There's a lot to consider before you go to a music festival, but one of the biggest questions you should probably ask yourself before copping those three-day tickets is: am I too old for this? Since turning 30 last year, I've been faced with this dilemma quite a few times, but while attending Outside Lands in San Francisco over the weekend, it hit me: I'm probably nearing the end of my music festival days. Here are seven ways to know for sure, straight from someone who very recently realised that she is, in fact, getting too old for this sh*t.
- There are a good number of performers on the lineup you don't recognise or can't pronounce. After expressing interest in checking out a band called "Div," a friend and I were casually informed that they were actually pronounced "Dive." I decided in that moment that I was too old to see them, because I don't like being tricked.
- You can look around at any given time and be the only person reasonably dressed for the weather. This is because you A) had the common sense to check the weather before leaving the house and B) are old enough to know that running around in trainers, covered in layers, is more satisfying than running around in a tiny dress covered in goosebumps. I had my days of prioritising fashion over function, and they were a blast — but now I'm just too old for it.
- It doesn't matter if you're wearing your most comfortable shoes — your feet still hurt. You could be wearing Ugg boots. You could be wearing actual clouds. It doesn't matter! Your feet hurt, and they hurt a lot, and when did they start always hurting?
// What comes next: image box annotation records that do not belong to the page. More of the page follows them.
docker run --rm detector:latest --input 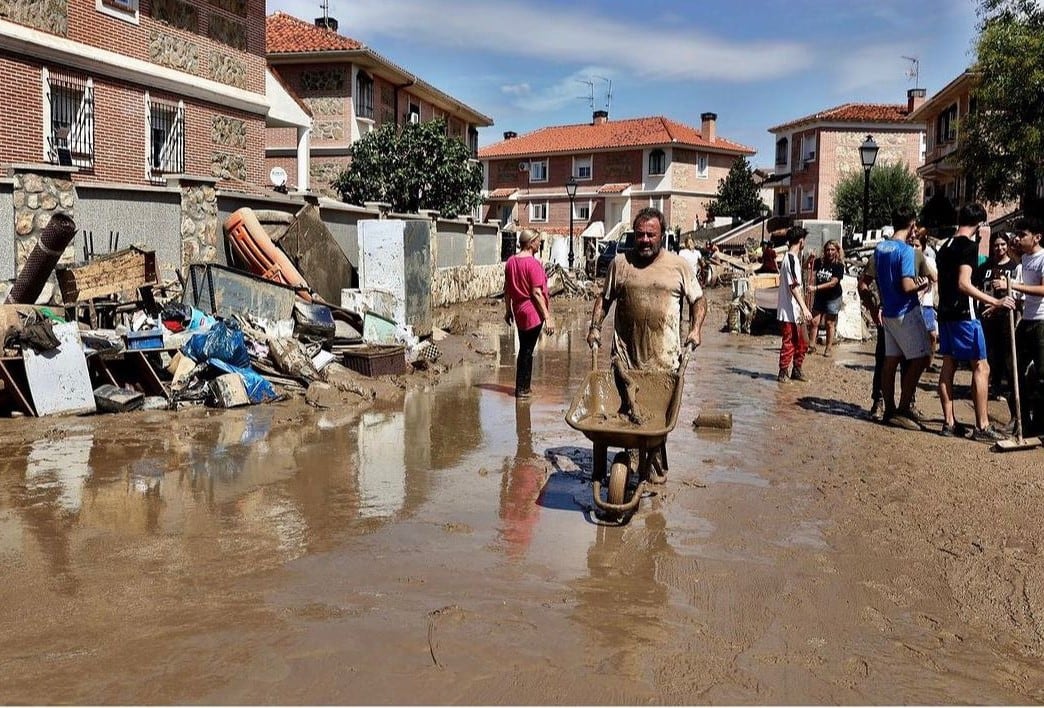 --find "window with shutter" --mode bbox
[43,69,94,169]
[145,93,185,180]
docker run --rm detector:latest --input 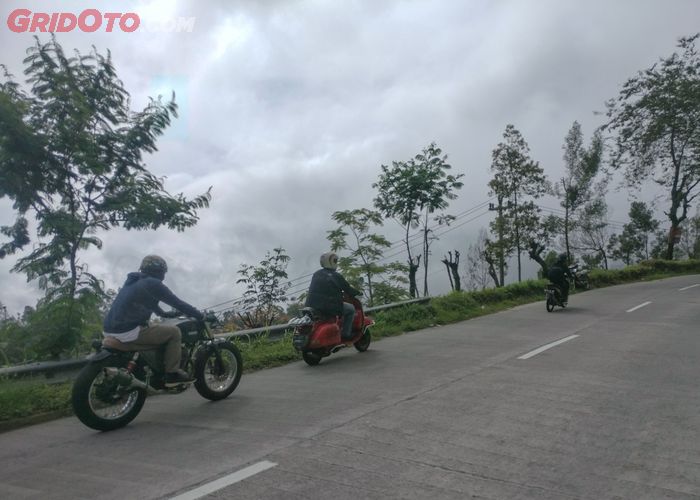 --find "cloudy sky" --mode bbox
[0,0,700,313]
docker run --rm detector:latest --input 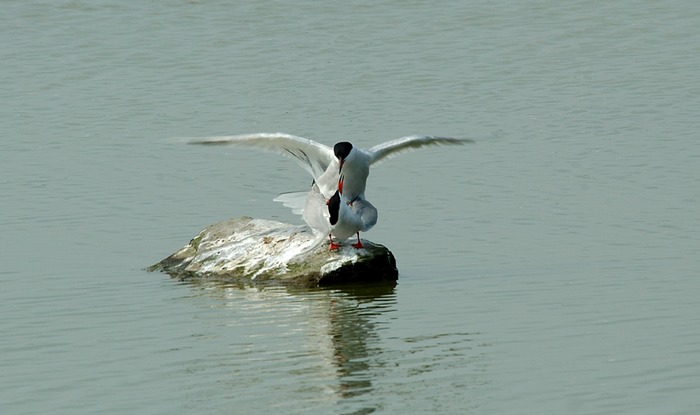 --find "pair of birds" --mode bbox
[190,133,473,251]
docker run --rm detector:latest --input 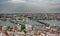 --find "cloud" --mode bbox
[10,0,26,3]
[0,0,60,13]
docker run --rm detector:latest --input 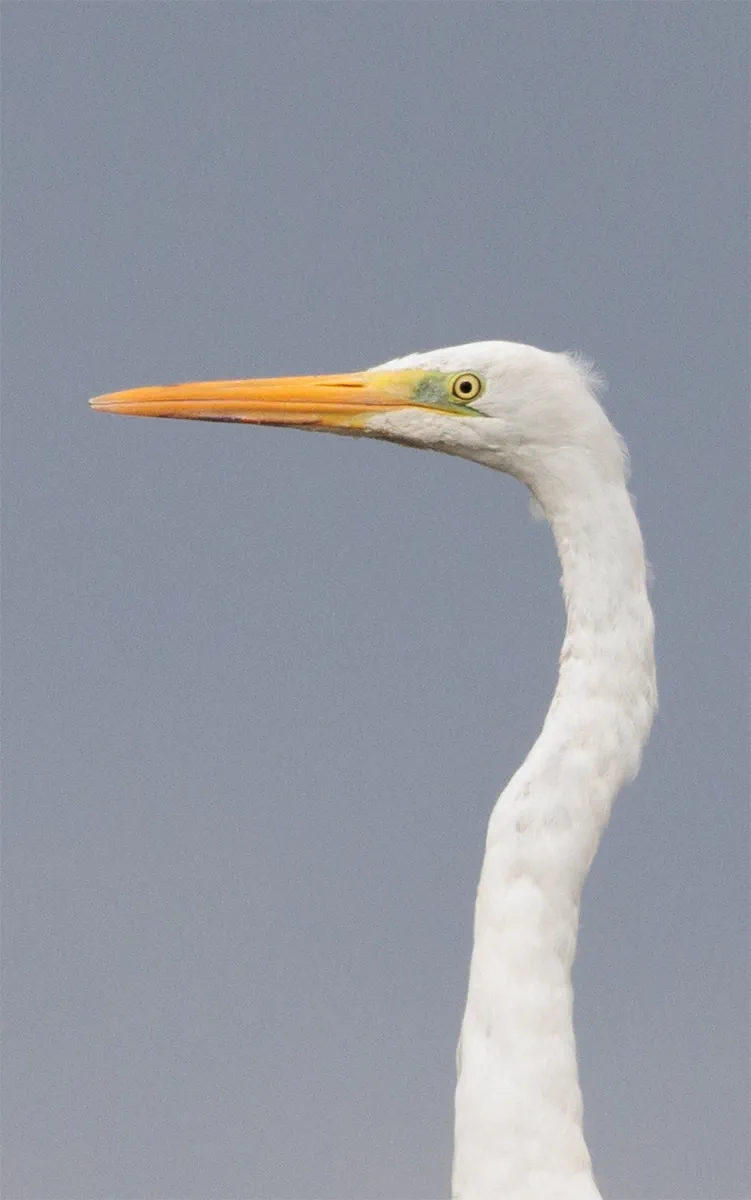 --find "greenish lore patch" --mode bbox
[413,371,481,416]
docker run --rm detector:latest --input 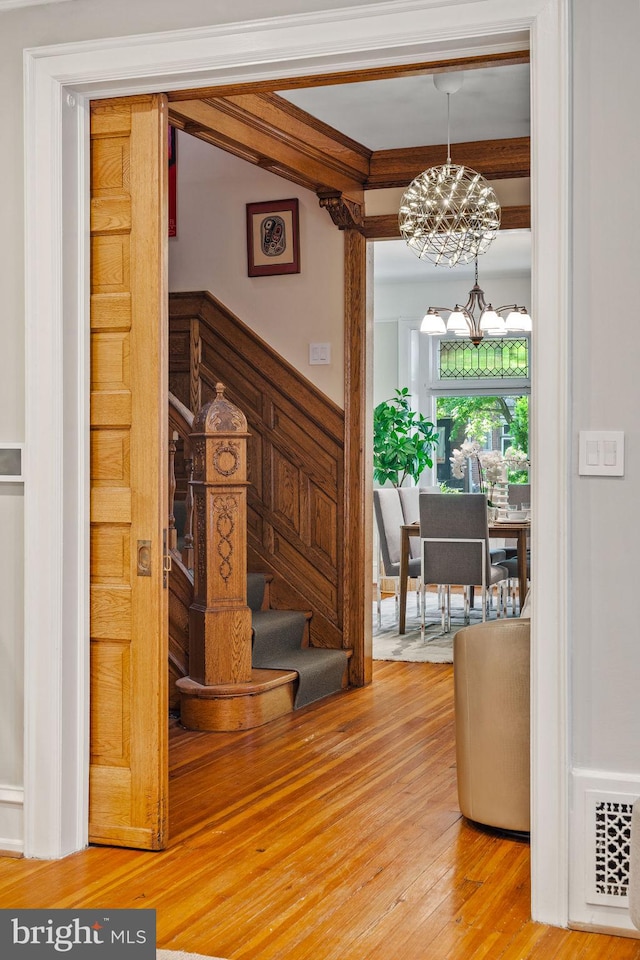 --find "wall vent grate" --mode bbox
[594,800,633,900]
- You find ways to enjoy the music as far from the stage as possible. I gave up on being front row years ago, but these days it's like I don't care about being anywhere near the stage at all. I spent the entirety of The Knocks' Saturday afternoon set bopping along from roughly 1,000 feet away at a beautiful location called The Wine Club. I stayed posted up at the Back Wine miniature golf course with the ladies of Cannonball Wines and drank multiple glasses of their new Rosé. I could hear the music perfectly! And I wasn't being jostled by dozens of 20-somethings in flower crowns! It was an old gal's music festival dream!
- When I say "as far from the stage as possible," I'm not joking. You want to know how far away I stood to see Lionel Richie's performance on Sunday night? I was standing in my apartment, singing along to "Hello" while watching his set on a very high-quality live stream via the Outside Lands app. I brushed my teeth to "Endless Love" and shoulder shimmied to his closer, "All Night Long," while tucked into bed at a smooth 9:30 p.m. And you want to know where I WASN'T? I wasn't fighting a crowd of strangers just to get out of the park and into a Lyft, nor was I cursing myself for getting home "way too late."
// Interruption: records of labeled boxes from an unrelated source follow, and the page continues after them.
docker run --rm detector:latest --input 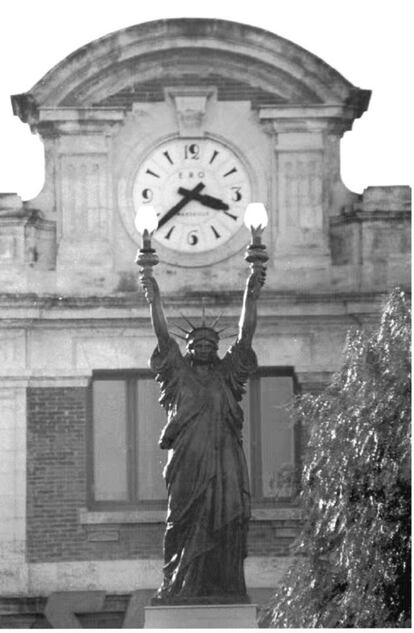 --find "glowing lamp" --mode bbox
[135,204,158,235]
[244,202,269,230]
[135,204,158,277]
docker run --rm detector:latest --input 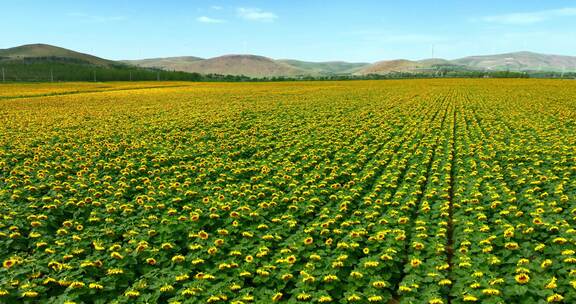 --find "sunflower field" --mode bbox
[0,79,576,304]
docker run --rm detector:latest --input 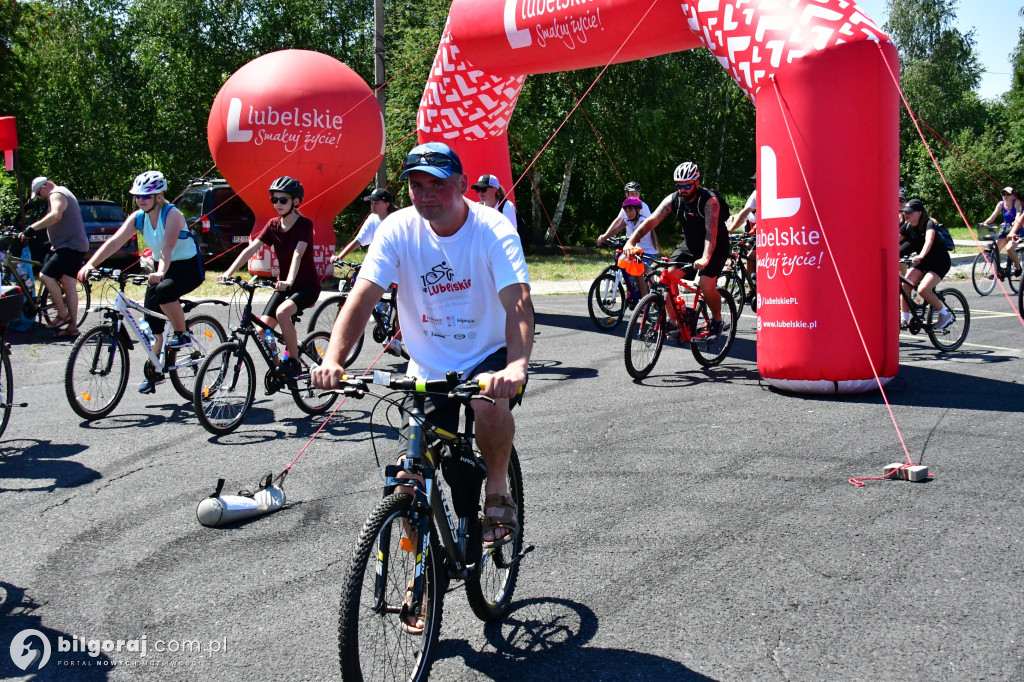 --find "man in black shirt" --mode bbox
[623,161,729,336]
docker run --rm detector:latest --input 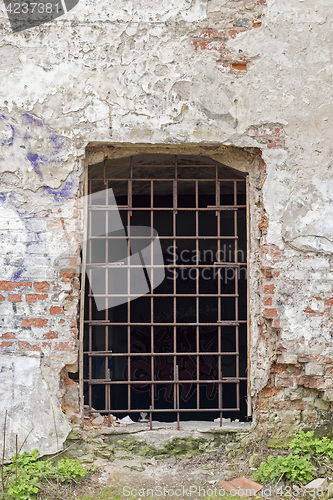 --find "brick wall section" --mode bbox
[192,0,266,74]
[0,205,79,358]
[256,155,333,434]
[0,281,78,354]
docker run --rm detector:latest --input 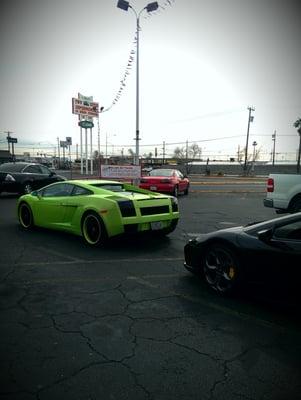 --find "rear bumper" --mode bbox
[263,199,274,208]
[139,183,175,193]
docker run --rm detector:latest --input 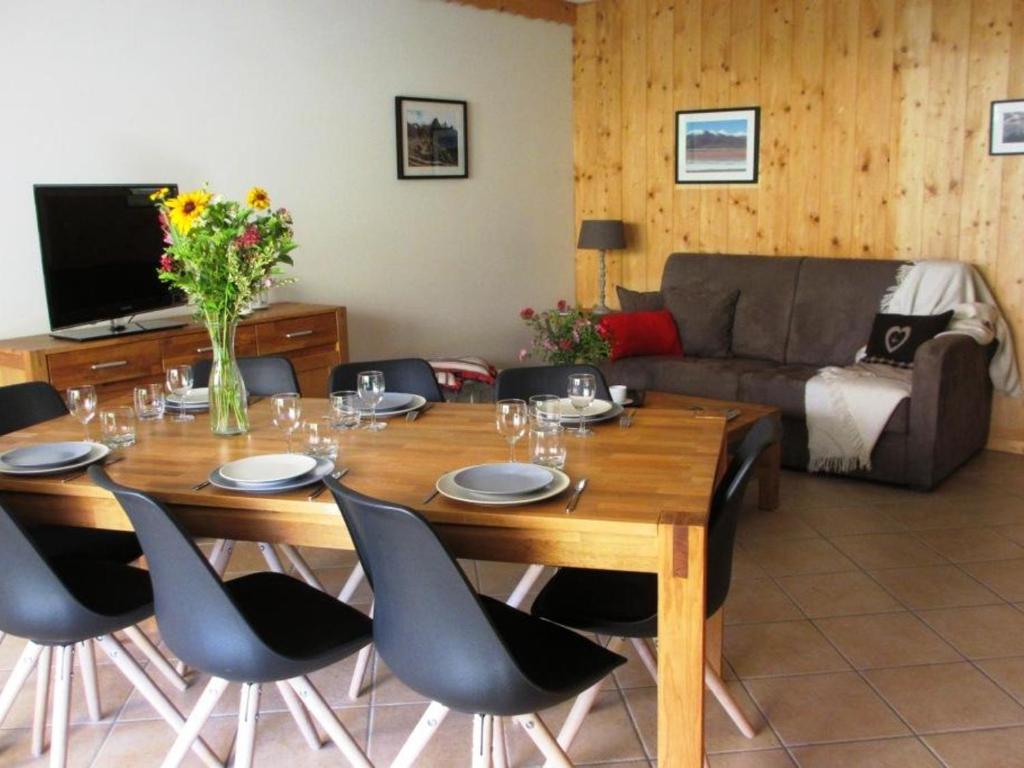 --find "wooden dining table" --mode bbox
[0,399,726,768]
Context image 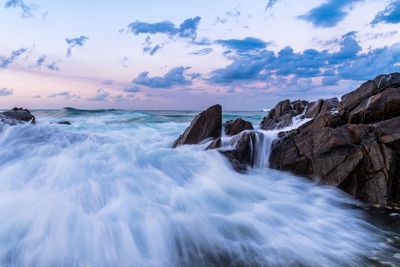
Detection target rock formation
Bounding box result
[0,108,35,123]
[270,73,400,205]
[172,105,222,148]
[224,118,254,136]
[260,99,309,130]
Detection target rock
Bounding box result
[172,105,222,148]
[224,118,254,136]
[57,121,72,125]
[269,73,400,206]
[0,108,35,123]
[348,88,400,123]
[260,99,309,130]
[305,98,339,118]
[220,131,260,172]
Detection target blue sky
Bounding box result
[0,0,400,110]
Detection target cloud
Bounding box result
[214,6,242,25]
[215,37,268,52]
[132,67,197,89]
[65,35,89,57]
[33,55,60,71]
[102,80,114,85]
[0,88,14,96]
[86,88,110,102]
[298,0,362,28]
[142,36,162,56]
[265,0,279,10]
[371,0,400,25]
[190,47,214,56]
[207,32,400,86]
[128,16,201,40]
[124,84,141,93]
[4,0,38,18]
[0,48,28,69]
[47,91,81,100]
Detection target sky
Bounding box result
[0,0,400,110]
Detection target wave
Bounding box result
[0,113,396,267]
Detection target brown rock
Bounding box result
[224,118,254,136]
[0,108,35,123]
[260,100,309,130]
[172,105,222,148]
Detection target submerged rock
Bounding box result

- Trying to meet up with friends is a nightmare. I overheard one girl on the phone asking her friend if she was "standing near the balloon or the person holding the balloon" because (and I quote), "the balloon keeps moving." I've spent many a music festival happily watching performances by myself because looking for people was too much damn work, and you just can't always trust standing near those totems, you know? After all, they move around.
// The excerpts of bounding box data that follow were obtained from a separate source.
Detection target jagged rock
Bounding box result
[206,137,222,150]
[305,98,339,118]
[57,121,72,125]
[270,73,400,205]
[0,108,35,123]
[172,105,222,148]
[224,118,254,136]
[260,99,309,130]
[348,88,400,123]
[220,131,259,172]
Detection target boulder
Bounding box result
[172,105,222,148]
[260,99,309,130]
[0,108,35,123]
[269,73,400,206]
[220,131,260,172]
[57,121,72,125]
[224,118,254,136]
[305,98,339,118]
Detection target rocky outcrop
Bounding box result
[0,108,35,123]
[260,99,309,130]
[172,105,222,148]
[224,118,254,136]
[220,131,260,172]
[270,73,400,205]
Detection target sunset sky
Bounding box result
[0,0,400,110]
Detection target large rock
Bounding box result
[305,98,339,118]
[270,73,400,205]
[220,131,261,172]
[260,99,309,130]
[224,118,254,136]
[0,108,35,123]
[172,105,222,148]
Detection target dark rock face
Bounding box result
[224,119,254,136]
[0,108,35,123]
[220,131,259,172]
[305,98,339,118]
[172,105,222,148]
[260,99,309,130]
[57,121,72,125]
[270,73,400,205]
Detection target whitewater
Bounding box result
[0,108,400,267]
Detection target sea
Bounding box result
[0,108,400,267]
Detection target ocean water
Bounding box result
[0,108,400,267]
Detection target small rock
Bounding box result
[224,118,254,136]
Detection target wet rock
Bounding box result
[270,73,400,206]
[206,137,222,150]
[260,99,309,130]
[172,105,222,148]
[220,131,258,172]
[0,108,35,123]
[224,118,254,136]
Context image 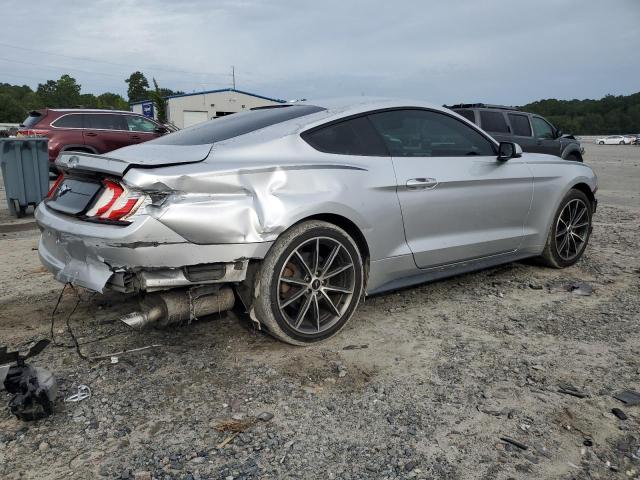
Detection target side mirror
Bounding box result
[498,142,522,162]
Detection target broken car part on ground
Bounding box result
[0,340,57,421]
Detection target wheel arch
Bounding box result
[571,182,596,208]
[561,144,584,162]
[60,145,98,154]
[292,213,371,270]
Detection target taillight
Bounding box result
[87,180,144,221]
[16,128,49,137]
[47,174,64,198]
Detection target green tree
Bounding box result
[149,78,167,123]
[96,92,129,110]
[125,72,149,103]
[36,75,80,108]
[0,93,27,123]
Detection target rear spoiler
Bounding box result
[56,152,131,177]
[56,141,213,177]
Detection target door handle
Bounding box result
[406,178,438,190]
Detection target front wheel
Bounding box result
[254,220,364,345]
[542,190,592,268]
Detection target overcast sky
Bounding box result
[0,0,640,105]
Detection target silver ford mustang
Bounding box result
[36,98,597,345]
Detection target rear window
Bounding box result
[454,110,476,123]
[302,117,389,157]
[480,110,509,133]
[51,113,82,128]
[151,105,325,145]
[84,113,129,130]
[21,112,42,128]
[509,113,531,137]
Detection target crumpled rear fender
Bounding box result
[125,164,370,244]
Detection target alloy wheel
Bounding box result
[555,198,589,261]
[278,237,356,335]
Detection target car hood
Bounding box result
[56,143,212,176]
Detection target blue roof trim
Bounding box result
[129,88,287,106]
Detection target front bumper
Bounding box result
[35,203,272,292]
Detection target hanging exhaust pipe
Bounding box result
[120,285,235,330]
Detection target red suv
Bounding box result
[17,108,169,170]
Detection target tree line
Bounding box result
[521,92,640,135]
[0,72,640,135]
[0,72,184,123]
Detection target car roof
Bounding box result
[298,97,462,124]
[47,108,140,115]
[444,103,520,111]
[208,97,492,145]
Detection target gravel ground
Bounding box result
[0,145,640,480]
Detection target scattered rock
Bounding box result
[611,407,629,420]
[256,412,273,422]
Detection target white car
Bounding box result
[595,135,631,145]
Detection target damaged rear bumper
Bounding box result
[35,203,272,292]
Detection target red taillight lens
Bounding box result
[47,174,64,198]
[16,128,49,137]
[107,197,140,220]
[87,180,144,221]
[94,180,124,217]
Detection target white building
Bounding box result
[130,88,283,128]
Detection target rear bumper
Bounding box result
[35,203,272,292]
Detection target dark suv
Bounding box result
[445,103,584,162]
[17,108,169,170]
- Everything bugs you, and so does everyone. No matter what's happening, it's annoying. Why is this person standing so close to me? Why is this line so long? Why is this "shorter line" still SO LONG?! Then there's that moment when you've found the perfect spot to hang out and enjoy the show, only to be ambushed by a group of sloppy drunk boys whose only dance moves are moshing and grinding on innocent girls around them. It's too much. I'm too old.